Bill Granger’s perfect weekend in Sydney
The Melbourne-born chef and food writer’s legendary brunches are served at his Granger & Co restaurants in Sydney, Tokyo, Seoul and London’s Notting Hill, Clerkenwell and King’s Cross
Sydney is an early-morning city and my wife Natalie and I get up at 5.30am to the sound of the waves crashing outside our house on Tamarama beach. We leave our three daughters to sleep in and walk for 25 minutes along the beach to Bondi where by 6am the locals are exercising and grabbing the day. We take a yoga class at BodyMindLife with Bondi’s beautiful people. They offer antigravity yoga, which I’ve not tried because it looks terrifying – like being in Cirque du Soleil.

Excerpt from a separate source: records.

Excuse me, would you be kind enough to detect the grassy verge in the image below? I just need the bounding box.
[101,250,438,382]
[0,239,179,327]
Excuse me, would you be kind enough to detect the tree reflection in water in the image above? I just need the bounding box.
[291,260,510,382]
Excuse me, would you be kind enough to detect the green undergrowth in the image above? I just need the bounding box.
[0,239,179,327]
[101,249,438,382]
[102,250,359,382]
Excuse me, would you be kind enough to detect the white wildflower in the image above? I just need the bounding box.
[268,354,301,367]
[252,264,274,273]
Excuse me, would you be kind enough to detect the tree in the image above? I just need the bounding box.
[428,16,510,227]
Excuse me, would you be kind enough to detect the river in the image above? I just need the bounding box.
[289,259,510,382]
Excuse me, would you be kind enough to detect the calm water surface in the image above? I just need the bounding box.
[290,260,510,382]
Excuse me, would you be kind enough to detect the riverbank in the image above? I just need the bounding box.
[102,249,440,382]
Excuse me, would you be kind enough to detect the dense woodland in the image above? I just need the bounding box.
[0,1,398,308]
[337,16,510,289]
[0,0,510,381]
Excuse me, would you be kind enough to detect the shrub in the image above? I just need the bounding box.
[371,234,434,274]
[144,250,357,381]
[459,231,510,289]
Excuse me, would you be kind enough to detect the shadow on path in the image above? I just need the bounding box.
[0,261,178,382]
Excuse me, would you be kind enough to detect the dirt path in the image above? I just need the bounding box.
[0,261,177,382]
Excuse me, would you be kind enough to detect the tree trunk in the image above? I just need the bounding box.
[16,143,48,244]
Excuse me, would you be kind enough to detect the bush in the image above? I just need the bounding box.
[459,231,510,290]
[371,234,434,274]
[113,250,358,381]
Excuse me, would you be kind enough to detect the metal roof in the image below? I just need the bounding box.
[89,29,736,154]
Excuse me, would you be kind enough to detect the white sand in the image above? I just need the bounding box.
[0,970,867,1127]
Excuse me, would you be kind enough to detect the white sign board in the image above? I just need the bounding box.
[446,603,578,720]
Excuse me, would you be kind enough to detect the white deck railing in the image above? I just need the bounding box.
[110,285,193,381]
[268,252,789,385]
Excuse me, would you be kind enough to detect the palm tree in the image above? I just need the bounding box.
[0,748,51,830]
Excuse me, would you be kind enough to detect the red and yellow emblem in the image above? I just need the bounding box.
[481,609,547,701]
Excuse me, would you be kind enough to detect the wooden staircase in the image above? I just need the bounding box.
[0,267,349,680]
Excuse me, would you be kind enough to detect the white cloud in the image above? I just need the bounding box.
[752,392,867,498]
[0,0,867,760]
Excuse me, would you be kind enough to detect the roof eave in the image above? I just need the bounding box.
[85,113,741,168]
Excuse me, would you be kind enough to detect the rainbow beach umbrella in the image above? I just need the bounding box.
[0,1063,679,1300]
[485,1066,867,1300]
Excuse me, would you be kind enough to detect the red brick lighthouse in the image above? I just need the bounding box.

We’ll walk to Earth Food Store to pick up a flat white made with almond milk, as well as tomatoes, cucumber, feta and bread for breakfast. Back home Edie, 16, Ines, 13, and Bunny Beatrice, 11, will be up and I’ll make us all breakfast. We drive down to Bondi for the girls’ lesson at Let’s Go Surfing. I grew up in Melbourne, where there isn’t much surfing, so I surf vicariously through them.
The girls will be starving after being in the water so we’ll walk to the farmers’ market at Bondi Beach Public School for hip street food like pho and tacos, which we eat sitting on the grass. We go home to change and the kids go off to see their friends, while Natalie and I drive to the Sarah Cottier Gallery in Paddington. Sarah champions unashamedly contemporary Australian talent that I’ve been drooling over since I was an art student and recently I’ve actually bought some pieces from her; currently I’m coveting an enormous paper cyanotype of the sea and horizon by Todd McMillan.
It’s mid-afternoon by now and we stop at Fratelli Paradiso in Potts Point, which combines the warmth of a family trattoria with the sophistication of a great urban restaurant, as well as a good dose of Italian-Aussie humour. We’ll have custard bomboloni as a treat with coffee and then go to Grandiflora, a tiny matchbox of a shop bursting with flowers that was founded by my friend Saskia Havekes over 20 years ago, around the same time I opened my first restaurant in Sydney. It’s one of the best florists in the world and Saskia still supplies my home.
We go home to change and my wife and I have dinner at Bennelong in Sydney Opera House; the room is the only place in the building where you can dine and admire the view, as the others have been filled in with theatres and the like. We sit at the bar and have some small plates; last time we had smoked chicken and udon salad and fantastic Sydney rock oysters. We then head to the opera – the last one we saw there was Turandot – and if it’s not too late, we’ll stop afterwards at 10 William St for a glass of natural wine.
Sunday is a quieter day, and around 7am I walk to Iggy’s Bread for sesame seed ficelle, Pepe Saya butter and Tasmanian Miellerie honey to have for breakfast on our terrace, soaking up the sun. Then we’ll either go kayaking at Rose Bay or we’ll drive the hour up to Palm Beach; for a big treat a few years ago to show off Sydney to visiting friends, we hired a seaplane from Rose Bay to fly us up there, which was incredible – flying over the water with views of Sydney bay. We’ll have a casual lunch at The Boathouse and sit by the water with a bucket of prawns, some bread and mayonnaise. After a rest at home, we take the girls for pizza at Da Orazio. The owner Maurice Terzini is a restaurant veteran and to my mind one of the best anywhere. Da Orazio is loud and bustling with tanned staff in gleaming white T-shirts and shorts, and we’ll have the Reginella pizza with fior di latte and San Marzano tomato – or porchetta, if I’m having a wheat-free moment. By then it’s 10pm and Bondi is still full of people but we head home. With all that fresh air and exercise I sleep really well – ready for Monday morning, back to work.